Beiträge von Condor

    Genau das habe ich doch gesagt: Bitte vergleiche keine Äpfel mit Birnen. Ich vergleiche ja auch keine Doppeltraktion auf der 20 mit einem Solo-U5-25 auf der U9.

    Warum also ziehst Du einen Vergleich zwischen 4 Wagen und 1 Wagen? Auf der Straßenbahn darfst Du 75 Meter-Züge fahren. Pi mal Daumen haben U5-Wagen und S-Wagen ungefähr die gleiche Sitzplatzkapazität (U5 auf 25 Meter 48+6 Sitzplätze zu S auf 30 Meter 64). Also hättest Du mit einer Bahn, die die BOStrab voll ausnutzt etwa 75% der Sitzplätze eines U5-4-Wagen-Zuges. Damit ist Deine angestellte Rechnung bezüglich der Takte falsch. Dann fährst Du nicht alle 1,25 Minuten, sondern nur alle 3.75 Minuten, um die gleiche Leistung zu bringen. Und selbst wenn Du mit einem vorhandenen S-Wagen in Doppeltraktion fährst und damit die BOStrab nicht voll ausnutzt, hast Du immerhin 128/196 als Kapazität.
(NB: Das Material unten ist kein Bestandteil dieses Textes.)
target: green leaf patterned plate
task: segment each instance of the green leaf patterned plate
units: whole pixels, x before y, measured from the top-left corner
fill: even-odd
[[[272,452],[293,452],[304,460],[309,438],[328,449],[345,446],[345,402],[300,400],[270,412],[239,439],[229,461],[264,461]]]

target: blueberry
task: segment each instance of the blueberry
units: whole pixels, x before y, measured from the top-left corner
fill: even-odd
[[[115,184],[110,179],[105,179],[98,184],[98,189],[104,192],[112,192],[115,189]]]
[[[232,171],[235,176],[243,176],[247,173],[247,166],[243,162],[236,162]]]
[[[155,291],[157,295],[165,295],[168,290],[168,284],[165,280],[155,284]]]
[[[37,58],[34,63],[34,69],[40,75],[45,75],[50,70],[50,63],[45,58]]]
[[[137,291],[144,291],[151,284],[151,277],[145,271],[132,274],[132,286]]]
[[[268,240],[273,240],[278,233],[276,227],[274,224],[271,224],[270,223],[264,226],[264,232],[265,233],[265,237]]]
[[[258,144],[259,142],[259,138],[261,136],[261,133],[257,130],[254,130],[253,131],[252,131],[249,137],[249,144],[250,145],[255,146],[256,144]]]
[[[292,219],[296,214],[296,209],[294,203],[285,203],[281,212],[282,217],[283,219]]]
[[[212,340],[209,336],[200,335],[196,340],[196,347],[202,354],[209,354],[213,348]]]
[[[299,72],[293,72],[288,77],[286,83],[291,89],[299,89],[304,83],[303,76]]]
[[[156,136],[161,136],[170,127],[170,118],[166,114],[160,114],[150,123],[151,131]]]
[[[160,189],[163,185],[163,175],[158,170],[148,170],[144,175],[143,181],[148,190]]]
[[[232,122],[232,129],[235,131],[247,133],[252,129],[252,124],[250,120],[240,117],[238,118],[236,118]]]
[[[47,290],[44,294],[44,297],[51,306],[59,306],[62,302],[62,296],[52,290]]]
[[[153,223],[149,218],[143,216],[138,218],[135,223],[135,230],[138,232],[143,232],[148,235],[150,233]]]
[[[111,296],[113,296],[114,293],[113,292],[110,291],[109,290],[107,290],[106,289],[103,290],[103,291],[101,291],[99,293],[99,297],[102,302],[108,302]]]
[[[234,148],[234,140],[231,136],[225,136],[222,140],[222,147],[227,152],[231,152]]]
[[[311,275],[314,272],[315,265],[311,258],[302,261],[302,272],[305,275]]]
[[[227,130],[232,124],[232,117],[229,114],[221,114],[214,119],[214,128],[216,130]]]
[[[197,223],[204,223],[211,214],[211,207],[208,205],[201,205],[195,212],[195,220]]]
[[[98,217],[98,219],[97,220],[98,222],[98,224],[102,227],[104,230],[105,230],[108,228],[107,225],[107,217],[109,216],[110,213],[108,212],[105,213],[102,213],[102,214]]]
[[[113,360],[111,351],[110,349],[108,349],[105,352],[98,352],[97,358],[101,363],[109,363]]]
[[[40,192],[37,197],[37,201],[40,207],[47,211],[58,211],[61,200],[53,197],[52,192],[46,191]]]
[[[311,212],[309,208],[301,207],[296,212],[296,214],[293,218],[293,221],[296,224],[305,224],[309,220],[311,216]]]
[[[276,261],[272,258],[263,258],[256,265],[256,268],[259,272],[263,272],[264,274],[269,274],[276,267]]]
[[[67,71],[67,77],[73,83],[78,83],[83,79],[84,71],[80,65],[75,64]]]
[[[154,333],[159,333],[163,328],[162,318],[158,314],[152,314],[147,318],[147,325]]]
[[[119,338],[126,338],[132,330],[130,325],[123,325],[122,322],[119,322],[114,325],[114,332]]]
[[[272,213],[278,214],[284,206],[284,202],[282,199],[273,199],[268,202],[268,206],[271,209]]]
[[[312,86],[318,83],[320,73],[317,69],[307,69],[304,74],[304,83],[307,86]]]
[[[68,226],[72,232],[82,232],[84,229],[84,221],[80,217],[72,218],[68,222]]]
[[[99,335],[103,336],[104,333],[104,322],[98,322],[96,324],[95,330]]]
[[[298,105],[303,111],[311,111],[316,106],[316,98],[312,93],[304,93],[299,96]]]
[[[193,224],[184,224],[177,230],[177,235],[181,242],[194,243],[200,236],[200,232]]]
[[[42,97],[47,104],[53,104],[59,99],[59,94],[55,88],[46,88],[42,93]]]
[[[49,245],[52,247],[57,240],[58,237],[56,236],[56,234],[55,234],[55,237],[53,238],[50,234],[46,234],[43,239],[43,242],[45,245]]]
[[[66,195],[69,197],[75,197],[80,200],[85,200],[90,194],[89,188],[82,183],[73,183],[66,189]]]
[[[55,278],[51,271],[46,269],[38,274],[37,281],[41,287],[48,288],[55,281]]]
    Das habe ich ja nicht gesagt. Bitte lesen, was ich erläutert habe. Es ging bei der Zahl von sechs (zusätzlichen) Linien nur darum, abzuschätzen, ob man die derzeitigen Pendlerzahlen mit Straßenbahnen wegbekäme. Die Frankfurter Binnennachfrage war nie Thema dieser Berechnung und auch nicht die Tatsache, daß diese Berechnung nur eine Obergrenze war und vernachlässigt, daß von den Pendlern bereits heute nicht alle mit dem Auto unterwegs sind und es über die Straßenbahn hinaus logischerweise noch andere Verkehrsträger (S-Bahn, U-Bahn, RB/RE) gibt.

    Auch da hinkt der Fahrzeugvergleich etwas. Dort, wo 4xU5 Züge fahren dürfen, dürfen auch Züge mit 4xS Tw fahren.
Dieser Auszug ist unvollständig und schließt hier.